I’m on the fourth month of my Los Angeles adventure and I have to admit it has been a bit of a roller-coaster ride. Change is hard, no matter who you are. Our brains simply don’t like it and they tend to freak out as soon as we leave the safe and secure zone of “but I’ve always done it this way!”
The process so far has been: “Ooh, ahh this is amazing” followed by “Oh my God, this place is insane, what am I doing here? then on to “I guess it’s not so bad, and the Mexican food is great.”

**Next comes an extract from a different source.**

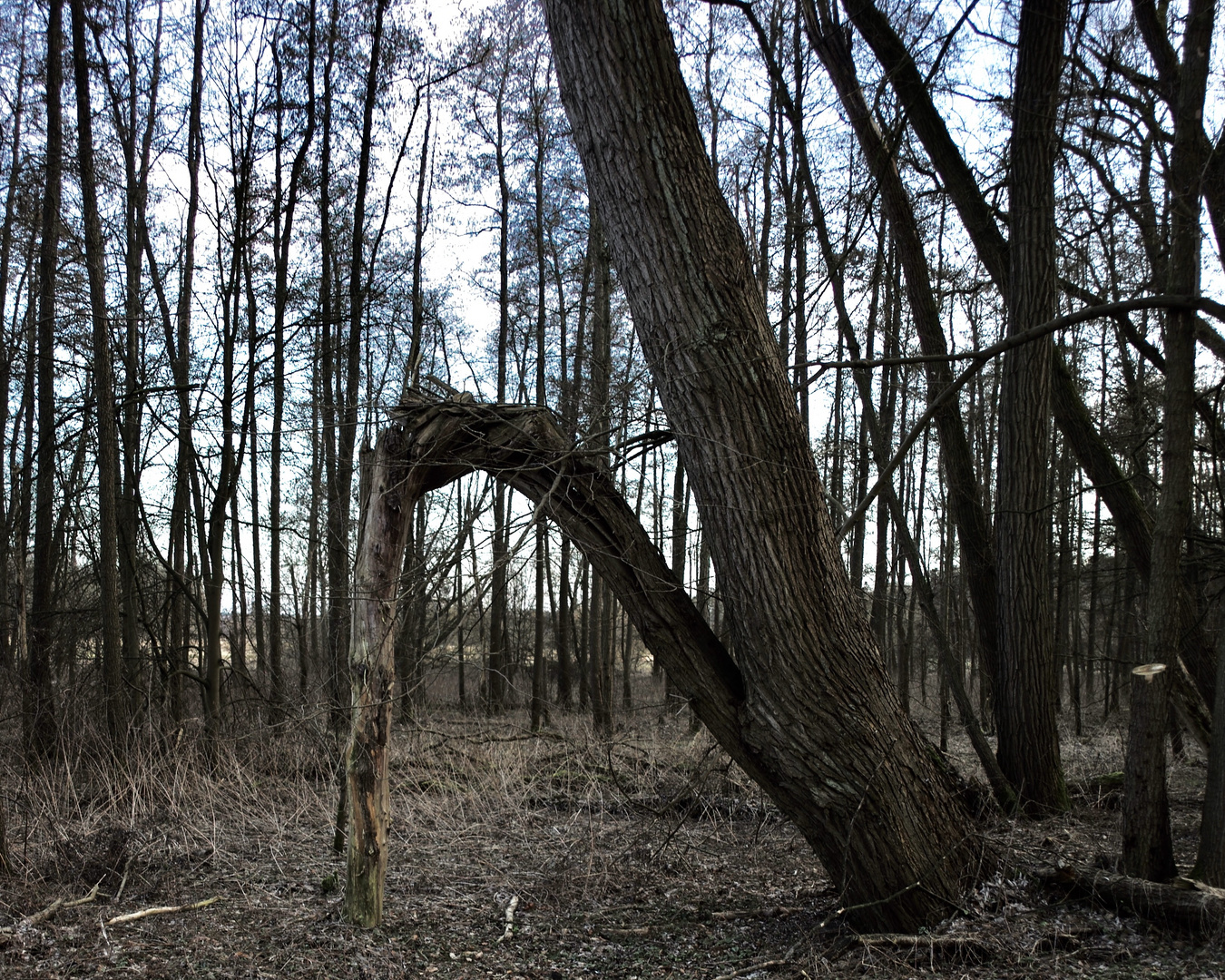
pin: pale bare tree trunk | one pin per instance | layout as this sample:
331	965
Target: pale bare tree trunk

It’s always disconcerting when you change hemispheres (for me South to North) because the moon is upside down and the sun is in the south instead of the north. If you haven’t experienced this, it totally screws with your sense of direction, so I spend a lot of time going the wrong way. It’s even worse when Uber commands you to meet your driver on the NW corner of a nearby street. To an omnipotent observer I must look like a deranged pigeon, pacing back and forth as I try various directions until it seems to match the small blue dot on the app map.
I mentioned my upside-down moon problem recently to a dinner companion, who stared at me for some time before asking me what the hell I was talking about. He didn’t believe me, even after what I thought was a clear explanation involving the salt and pepper shakers, our plates and a great deal of pantomime. And therein lies the problem – you don’t know what you don’t know – everyone thinks what they know is the way it has always been. To partially quote the wonderful, late and very lamented Douglas Adams (who was talking about a good cup of tea), many things in Los Angeles “are not quite but not entirely unlike” what I’m used to, but they are different enough that my brain is constantly discombobulated.
The left hand, right hand drive thing is the most obvious, and I have startled many an Uber driver by trying to jump into the driver’s seat with them, but it’s the little things that trip me up. Light switches work the opposite way to home – you push down to turn off, up to turn on, requiring me to flick them up and down at least five times until I get it right. My Kiwi accent is a constant source of amusement to Angelinos, and I’ve had to abandon several words completely (deck being the most obvious). No one know what queue means – just the word because from the moment you land, you hit the most horrendous lines! And no one knows how to make a really good cup of tea. I think cream is actually milk, but I’m not sure.
I spend a lot of time giving geography lessons – that I’m not British or Australian, but a New Zealander, (which somehow became the Netherlands on one occasion with Jesus the Cuban Uber driver), and explaining that Australia and New Zealand are two different countries, separated by a large body of water, that you can’t drive around New Zealand in an afternoon, and yes, it is a lot like Lord of the Rings, but we have amazing beaches as well. I also made the horrendous discovery that they don’t have chicken flavoured chips in the US! Heathens!
But I think we all have a problem with the upside-down moon – we think everyone experiences the world in the same way as we do and fail to appreciate how difficult change can be. I’m slowly adapting to the madness of Los Angeles: the brightness of the light, the heat and dust, insane traffic, and the tremendous amount of loose change one acquires.
The upside-down moon is gradually becoming right-side up, and maybe, just maybe, leaving behind who you were is a way to find out who you could be, so I’m learning to embrace the strangeness and appreciate it is all part of the journey and adventure.
I wish we could all change places, walk a mile in everyone else’s shoes, understand everyone’s story is different, everyone’s story is the same, and teach everyone how to make a really good cup of tea.